AI Recognition Comes to Self-Checkout: Russian Developer Speeds Up Weighed Goods
One of Russia’s largest retail technology developers has rolled out AI-powered visual recognition for weighed products at self-checkout kiosks, aiming to cut queues and reduce errors in everyday grocery shopping.

The End of Checkout Bottlenecks
Despite the widespread adoption of digital tools in retail, weighed goods remain one of the most challenging categories at checkout. Manually searching for items in a product catalog can take 10 to 15 seconds per item, often leading to queues, mislabeling, inventory discrepancies and frequent calls for staff assistance. ATOL’s new video recognition system reduces processing time for weighed goods to about five seconds per item and delivers automatic identification accuracy of up to 98.9%. Using AI-based recognition, the system can identify fruits and vegetables, nuts, candies and other weighed products regardless of packaging – in plastic bags, stretch wrap, mesh or even partially covered by a customer’s hand.
How the System Works
Improving product recognition is a complex but high-impact task. About 40% of purchases in Russia are made using ATOL software and hardware, and every second transaction passes through the ATOL Online cloud service. The new system, available starting with version 1.3.4 of Frontol Selfie Pro, uses artificial intelligence to automatically identify goods without barcodes.

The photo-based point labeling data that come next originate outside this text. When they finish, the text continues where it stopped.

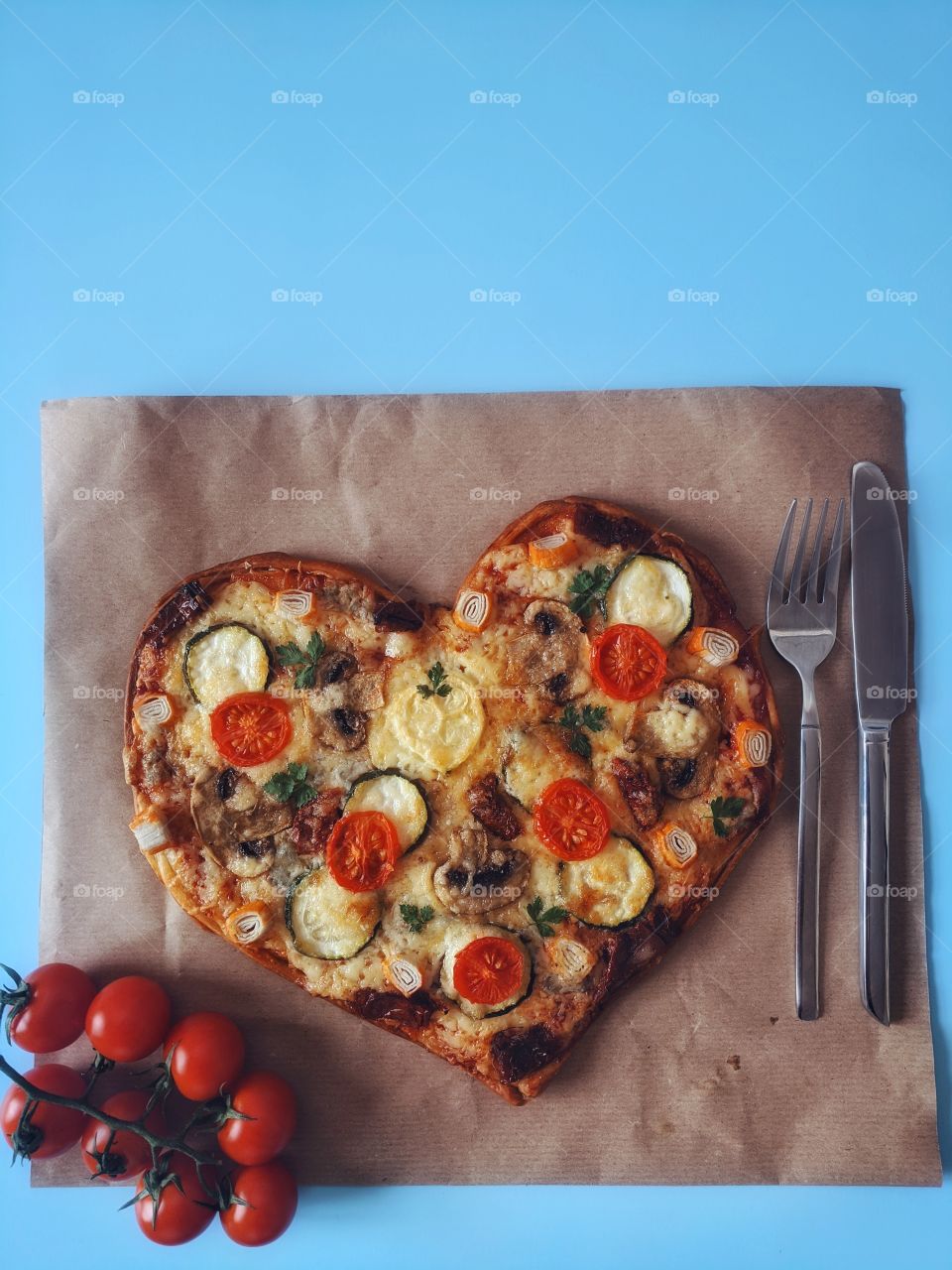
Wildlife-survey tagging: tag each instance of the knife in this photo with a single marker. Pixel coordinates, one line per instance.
(881, 674)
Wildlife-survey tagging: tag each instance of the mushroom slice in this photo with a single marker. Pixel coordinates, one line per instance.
(235, 824)
(479, 878)
(547, 656)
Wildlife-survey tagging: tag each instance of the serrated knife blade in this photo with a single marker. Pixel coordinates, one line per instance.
(881, 676)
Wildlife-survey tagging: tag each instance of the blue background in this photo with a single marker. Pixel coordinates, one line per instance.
(593, 197)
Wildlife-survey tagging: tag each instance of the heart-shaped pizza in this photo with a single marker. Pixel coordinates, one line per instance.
(471, 825)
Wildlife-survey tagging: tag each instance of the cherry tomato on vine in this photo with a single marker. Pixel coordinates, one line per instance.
(128, 1017)
(264, 1202)
(119, 1153)
(204, 1053)
(54, 1007)
(179, 1214)
(271, 1106)
(51, 1129)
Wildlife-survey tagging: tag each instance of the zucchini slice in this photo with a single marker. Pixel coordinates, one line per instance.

The mechanics are straightforward. A customer places the product on the scale and taps “Weigh item.” The self-checkout camera captures an image and runs it through an AI model. The system then displays one or several suggested product options for confirmation. The customer approves the correct item or selects it manually from the catalog, after which the weighed product is automatically added to the receipt.
Integrating AI-based recognition for weighed goods marks an important step in the automation of Russian retail and could eventually become a standard feature of modern self-checkout systems. For shoppers, the benefits are clear: fewer errors, shorter queues and a smoother checkout experience. For retailers, the technology reduces service and inventory mistakes and lowers the risk of losses during weighing and checkout. Over time, it may also translate into operational savings by reducing the need for staff intervention.

A Growing Global Trend
Experts expect AI-powered product recognition systems to continue evolving. Recognition databases are likely to expand, local products may be added, and integrations with mobile apps and loyalty programs are possible. Computer vision–based recognition is already a sought-after technology on the global retail market.
Similar solutions are in use abroad. In the Czech Republic, the Albert supermarket chain uses an AI solution from Mettler Toledo to speed up recognition of non-barcoded goods at checkout. In Russia, the Magnit retail chain has adopted smart scales with cameras and neural networks.

Researchers worldwide are actively studying improved computer vision models for retail applications. In the long run, Russian developers could export such digital products to markets with advanced retail automation, provided they adapt them to local consumer preferences.